Dephosphorylation of neuromodulin by calcineurin.

作者信息

Liu Y C, Storm D R

机构信息

Department of Pharmacology, University of Washington School of Medicine, Seattle 98195.

出版信息

J Biol Chem. 1989 Aug 5;264(22):12800-4.

PMID:2546935
Abstract

Neuromodulin (p57, GAP-43, F1, B-50) is a major neural-specific, calmodulin binding protein found in brain, spinal cord, and retina that is associated with membranes. Phosphorylation of neuromodulin by protein kinase C causes a significant reduction in its affinity for calmodulin (Alexander, K. A., Cimler, B. M., Meirer, K. E., and Storm, D. R. (1987) J. Biol. Chem. 262, 6108-6113). It has been proposed that neuromodulin may function to bind and concentrate calmodulin at specific sites within neurons and that activation of protein kinase C causes the release of free calmodulin at high concentrations near its target proteins. It was the goal of this study to determine whether bovine brain contains a phosphoprotein phosphatase that will utilize phosphoneuromodulin as a substrate. Phosphatase activity for phosphoneuromodulin was partially purified from a bovine brain extract using DEAE-Sephacel and Sephacryl S-200 gel filtration chromatography. The neuromodulin phosphatase activity was resolved into two peaks by Affi-Gel Blue chromatography. One of these phosphatases, which represented approximately 60% of the total neuromodulin phosphatase activity, was tentatively identified as calcineurin by its requirement for Ca2+ and calmodulin (CaM) and inhibition of its activity by chlorpromazine.

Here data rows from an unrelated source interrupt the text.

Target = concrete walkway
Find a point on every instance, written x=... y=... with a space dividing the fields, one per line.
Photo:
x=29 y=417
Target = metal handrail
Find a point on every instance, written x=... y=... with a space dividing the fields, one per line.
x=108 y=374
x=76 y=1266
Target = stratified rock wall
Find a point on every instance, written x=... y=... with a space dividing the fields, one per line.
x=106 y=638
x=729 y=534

Therefore, bovine brain calcineurin was purified to homogeneity and examined for its phosphatase activity against bovine phosphoneuromodulin. Calcineurin rapidly dephosphorylated phosphoneuromodulin in the presence of micromolar Ca2+ and 3 microM CaM. The apparent Km and Vmax for the dephosphorylation of neuromodulin, measured in the presence of micromolar Ca2+ and 2 microM CaM, were 2.5 microM and 70 nmol Pi/mg/min, respectively, compared to a Km and Vmax of 4 microM and 55 nmol Pi/mg/min, respectively, for myosin light chain under the same conditions. Dephosphorylation of neuromodulin by calcineurin was stimulated 50-fold by calmodulin in the presence of micromolar free Ca2+. Half-maximal stimulation was observed at a calmodulin concentration of 0.5 microM. We propose that phosphoneuromodulin may be a physiologically important substrate for calcineurin and that calcineurin and protein kinase C may regulate the levels of free calmodulin available in neurons.

摘要

神经调节蛋白(p57、GAP - 43、F1、B - 50)是一种主要存在于脑、脊髓和视网膜中的神经特异性钙调蛋白结合蛋白,与细胞膜相关。蛋白激酶C对神经调节蛋白的磷酸化作用会使其对钙调蛋白的亲和力显著降低(亚历山大,K. A.,西姆勒,B. M.,迈勒,K. E.,和斯托姆,D. R.(1987年)《生物化学杂志》262,6108 - 6113)。有人提出,神经调节蛋白可能起到在神经元内特定部位结合并浓缩钙调蛋白的作用,并且蛋白激酶C的激活会导致在其靶蛋白附近释放高浓度的游离钙调蛋白。本研究的目的是确定牛脑中是否含有一种能将磷酸化神经调节蛋白作为底物的磷酸蛋白磷酸酶。利用DEAE - 葡聚糖凝胶和Sephacryl S - 200凝胶过滤色谱法从牛脑提取物中部分纯化了针对磷酸化神经调节蛋白的磷酸酶活性。通过Affi - Gel Blue色谱法将神经调节蛋白磷酸酶活性分离为两个峰。其中一种磷酸酶,约占总神经调节蛋白磷酸酶活性的60%,根据其对Ca2 +和钙调蛋白(CaM)的需求以及氯丙嗪对其活性的抑制作用,初步鉴定为钙调神经磷酸酶。因此,将牛脑钙调神经磷酸酶纯化至同质,并检测其对牛磷酸化神经调节蛋白的磷酸酶活性。在微摩尔浓度的Ca2 +和3微摩尔的CaM存在下,钙调神经磷酸酶能迅速使磷酸化神经调节蛋白去磷酸化。在微摩尔浓度的Ca2 +和2微摩尔的CaM存在下测量神经调节蛋白去磷酸化的表观Km和Vmax分别为2.5微摩尔和70纳摩尔无机磷/毫克/分钟,而在相同条件下肌球蛋白轻链的Km和Vmax分别为4微摩尔和55纳摩尔无机磷/毫克/分钟。在微摩尔浓度的游离Ca2 +存在下,钙调蛋白能将钙调神经磷酸酶对神经调节蛋白的去磷酸化作用刺激50倍。在钙调蛋白浓度为0.5微摩尔时观察到半最大刺激。我们提出,磷酸化神经调节蛋白可能是钙调神经磷酸酶在生理上的重要底物,并且钙调神经磷酸酶和蛋白激酶C可能调节神经元中游离钙调蛋白的水平。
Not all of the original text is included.